Much of what we'll be doing is based on the Stampede2 User Guide.
Getting Set Up
You will receive an email with the link to follow to set up your GitHub repository stampedempi-lab-yourgitname for this Lab.
Using a Stampede2 Login Node
Using the procedure from the earlier lab, use the XSEDE single sign on system to connect to the Stampede2 system at TACC.
Clone a copy of your repository from Lab 5 so you have some MPI programs available.
The default compiler and MPI configurations should be sufficient for most or all of our purposes. Compile with mpicc and run programs with mpirun.
We generally will not run MPI programs on the login nodes. They are not intended for that purpose. But since the programs we are trying out here are very short, we can do so.
Real computations will be done on Stampede2's compute nodes, not the login nodes. These are managed by a queueing system called Slurm, which grant access to subsets of the computer to various users. When you are allocated a set of compute nodes, no other users can run jobs on them.
You can see current summaries of the jobs in the queueing system with the commands sinfo and squeue.
You can see the types of nodes available through the queueing system with the command
sinfo -o "%18P %8a %16F"
This will show a compact summary of the status of the queues. See here to interpret the output.
Using a Compute Node Interactively
A user can and should only log into compute nodes allocated to that user at a given time. We can gain exclusive access to one with the idev command.
Run idev. When prompted, request the default of 68 tasks per node. After a (hopefully) short time, you should get a command prompt on a compute node.
Please log out from the compute node as soon as you are finished with the tasks above. The time the node is allocated to you is charged against our class allocation.
Submitting Batch Jobs to the Compute Nodes
The most common way to use the compute nodes of this or any supercomputer is by submitting batch jobs. The idea is that you get your program ready to run, then submit it to be executed when resources to do so come available.

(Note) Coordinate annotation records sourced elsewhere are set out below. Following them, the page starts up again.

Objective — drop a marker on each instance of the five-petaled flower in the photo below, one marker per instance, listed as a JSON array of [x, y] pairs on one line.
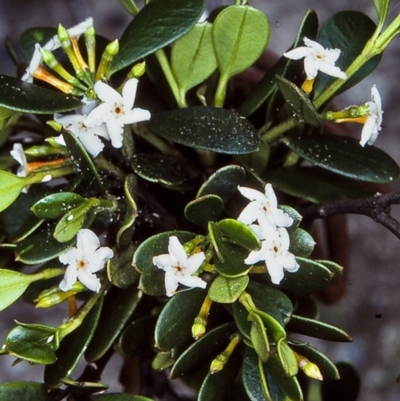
[[84, 260], [373, 121], [117, 110], [89, 136], [316, 58], [178, 267]]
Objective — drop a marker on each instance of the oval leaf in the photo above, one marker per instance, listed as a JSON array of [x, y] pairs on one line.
[[345, 156], [208, 128], [157, 25]]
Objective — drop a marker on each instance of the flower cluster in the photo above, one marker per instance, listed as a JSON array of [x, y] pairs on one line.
[[270, 230]]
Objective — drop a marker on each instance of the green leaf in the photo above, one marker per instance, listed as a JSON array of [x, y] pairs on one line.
[[227, 290], [56, 205], [240, 35], [10, 188], [325, 365], [266, 88], [207, 128], [382, 8], [317, 185], [348, 31], [175, 321], [72, 348], [154, 246], [212, 343], [192, 57], [31, 344], [301, 105], [21, 96], [204, 209], [73, 220], [317, 329], [24, 391], [158, 24], [13, 285], [41, 247], [223, 182], [118, 307], [345, 156], [155, 167]]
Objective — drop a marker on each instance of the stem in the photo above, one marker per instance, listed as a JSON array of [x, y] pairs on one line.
[[165, 66]]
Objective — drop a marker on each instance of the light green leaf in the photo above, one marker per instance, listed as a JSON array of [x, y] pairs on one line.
[[158, 24], [192, 57]]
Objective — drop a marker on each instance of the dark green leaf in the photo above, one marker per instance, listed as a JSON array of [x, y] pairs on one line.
[[23, 391], [156, 167], [348, 31], [301, 105], [192, 57], [227, 290], [154, 246], [345, 156], [176, 319], [240, 35], [158, 24], [72, 348], [317, 185], [118, 307], [56, 205], [21, 96], [207, 128], [223, 182], [212, 343], [204, 209], [317, 329]]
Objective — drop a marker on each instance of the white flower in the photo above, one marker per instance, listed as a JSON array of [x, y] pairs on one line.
[[116, 110], [275, 253], [317, 58], [53, 44], [179, 267], [89, 136], [18, 154], [263, 208], [373, 123], [84, 260]]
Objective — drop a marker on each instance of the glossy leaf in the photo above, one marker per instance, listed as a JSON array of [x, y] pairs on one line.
[[212, 343], [348, 31], [72, 348], [226, 290], [207, 128], [40, 247], [317, 185], [10, 188], [29, 98], [345, 156], [23, 391], [192, 57], [155, 167], [118, 307], [267, 87], [175, 321], [56, 205], [325, 365], [204, 209], [31, 344], [13, 285], [223, 182], [300, 104], [317, 329], [240, 35], [154, 246], [158, 24]]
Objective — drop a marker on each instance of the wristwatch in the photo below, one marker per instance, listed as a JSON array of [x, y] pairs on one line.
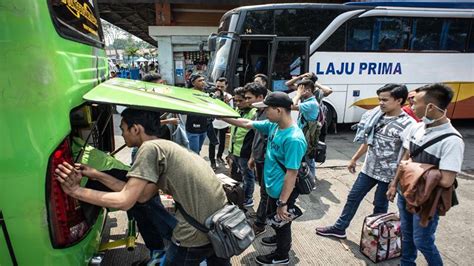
[[281, 203]]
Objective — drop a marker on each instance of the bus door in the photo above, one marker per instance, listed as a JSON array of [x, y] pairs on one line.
[[289, 58], [253, 57]]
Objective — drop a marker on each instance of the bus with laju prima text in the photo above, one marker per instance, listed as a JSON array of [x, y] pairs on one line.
[[354, 49], [56, 105]]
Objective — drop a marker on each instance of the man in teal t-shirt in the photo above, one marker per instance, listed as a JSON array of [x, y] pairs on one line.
[[286, 145], [308, 109]]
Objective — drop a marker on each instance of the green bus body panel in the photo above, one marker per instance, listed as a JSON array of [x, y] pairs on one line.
[[42, 78], [158, 97]]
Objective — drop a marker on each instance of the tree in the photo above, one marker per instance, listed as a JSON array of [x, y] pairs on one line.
[[111, 34], [131, 51]]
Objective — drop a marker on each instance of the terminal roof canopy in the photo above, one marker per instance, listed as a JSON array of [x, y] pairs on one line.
[[135, 16]]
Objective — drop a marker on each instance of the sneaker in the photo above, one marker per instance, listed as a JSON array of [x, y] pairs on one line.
[[269, 241], [331, 231], [156, 258], [249, 203], [258, 230], [220, 160], [272, 259], [213, 165]]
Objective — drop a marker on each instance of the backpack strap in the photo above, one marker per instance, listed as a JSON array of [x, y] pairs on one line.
[[431, 142], [199, 226]]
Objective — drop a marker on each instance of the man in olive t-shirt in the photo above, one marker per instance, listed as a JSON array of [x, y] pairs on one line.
[[159, 164], [185, 176]]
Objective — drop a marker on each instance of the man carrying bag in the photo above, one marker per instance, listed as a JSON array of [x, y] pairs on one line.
[[286, 144]]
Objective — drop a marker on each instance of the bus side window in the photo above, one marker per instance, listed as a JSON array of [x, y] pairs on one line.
[[439, 34], [378, 34], [454, 35], [470, 45], [359, 34]]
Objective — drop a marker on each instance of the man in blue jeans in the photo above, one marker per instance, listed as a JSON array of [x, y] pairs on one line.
[[383, 144], [286, 146], [159, 165], [430, 103], [241, 144]]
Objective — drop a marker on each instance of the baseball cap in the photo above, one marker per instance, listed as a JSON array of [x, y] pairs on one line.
[[195, 77], [275, 99], [304, 81]]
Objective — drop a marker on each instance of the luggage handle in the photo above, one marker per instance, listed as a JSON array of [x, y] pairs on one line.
[[383, 216]]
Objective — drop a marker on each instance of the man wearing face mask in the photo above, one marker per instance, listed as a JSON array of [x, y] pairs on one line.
[[430, 103]]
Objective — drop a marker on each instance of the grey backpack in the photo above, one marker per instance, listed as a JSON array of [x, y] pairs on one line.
[[228, 230]]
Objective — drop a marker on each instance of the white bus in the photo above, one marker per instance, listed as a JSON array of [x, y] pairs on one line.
[[354, 49]]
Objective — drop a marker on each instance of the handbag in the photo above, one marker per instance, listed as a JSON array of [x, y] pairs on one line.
[[228, 230], [305, 182], [320, 156], [381, 237]]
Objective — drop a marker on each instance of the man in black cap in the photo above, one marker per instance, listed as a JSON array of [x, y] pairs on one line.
[[286, 146]]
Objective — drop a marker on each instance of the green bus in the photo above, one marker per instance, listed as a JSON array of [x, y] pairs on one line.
[[52, 60]]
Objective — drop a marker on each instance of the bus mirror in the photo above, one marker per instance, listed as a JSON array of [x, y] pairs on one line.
[[211, 42], [236, 80]]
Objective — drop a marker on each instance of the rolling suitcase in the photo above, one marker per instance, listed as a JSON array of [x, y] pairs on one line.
[[381, 237]]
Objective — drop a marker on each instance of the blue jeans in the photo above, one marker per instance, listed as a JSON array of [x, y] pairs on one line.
[[415, 237], [312, 165], [196, 140], [176, 255], [247, 176], [361, 187], [154, 222]]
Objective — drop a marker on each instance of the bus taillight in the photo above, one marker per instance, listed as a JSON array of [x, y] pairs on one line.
[[67, 224]]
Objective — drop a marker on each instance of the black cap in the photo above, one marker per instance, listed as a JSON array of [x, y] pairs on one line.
[[194, 77], [304, 81], [275, 99]]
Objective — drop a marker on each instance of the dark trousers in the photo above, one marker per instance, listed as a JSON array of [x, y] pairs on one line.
[[361, 187], [220, 133], [154, 222], [260, 220], [176, 255], [283, 234]]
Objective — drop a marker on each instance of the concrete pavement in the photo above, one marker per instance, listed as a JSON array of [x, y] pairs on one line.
[[455, 236]]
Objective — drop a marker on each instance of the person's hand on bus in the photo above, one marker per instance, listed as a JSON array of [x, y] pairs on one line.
[[251, 163], [86, 170], [351, 167], [69, 177], [170, 121]]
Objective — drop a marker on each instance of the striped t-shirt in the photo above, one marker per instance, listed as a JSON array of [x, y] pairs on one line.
[[383, 155]]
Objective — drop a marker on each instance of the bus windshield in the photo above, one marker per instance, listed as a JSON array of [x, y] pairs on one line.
[[220, 60]]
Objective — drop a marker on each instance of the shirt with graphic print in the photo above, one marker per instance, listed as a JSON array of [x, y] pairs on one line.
[[384, 154]]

To set up a batch job, you first need a batch script that can be configured to run your program.
Copy the file /share/doc/slurm/knl.mpi.slurm to your directory that contains your Hello, World executable. Edit it to use "hellotest" in place of "myjob", request 1 node and 32 MPI tasks, a run time of 5 minutes, and replace the -mail-user option with your own email address. You should remove the "SBATCH -A myproject" line, since we have just one allocation to be charged for our run. Finally, replace the ./mycode.exe with the name of your executable.
Submit the job to the queueing system with the command
sbatch knl.mpi.slurm
Next, let's run with more nodes and processes. We will request 4 nodes, and run 128 processes per node (so the -n value in your script should be 512).
Include the last batch script (3 points) and the last output file (2 points) in your repository.
Submitting
Your submission requires that all required deliverables are committed and pushed to the master for your repository on GitHub.
Grading
This assignment is worth 30 points, which are distributed as indicated above.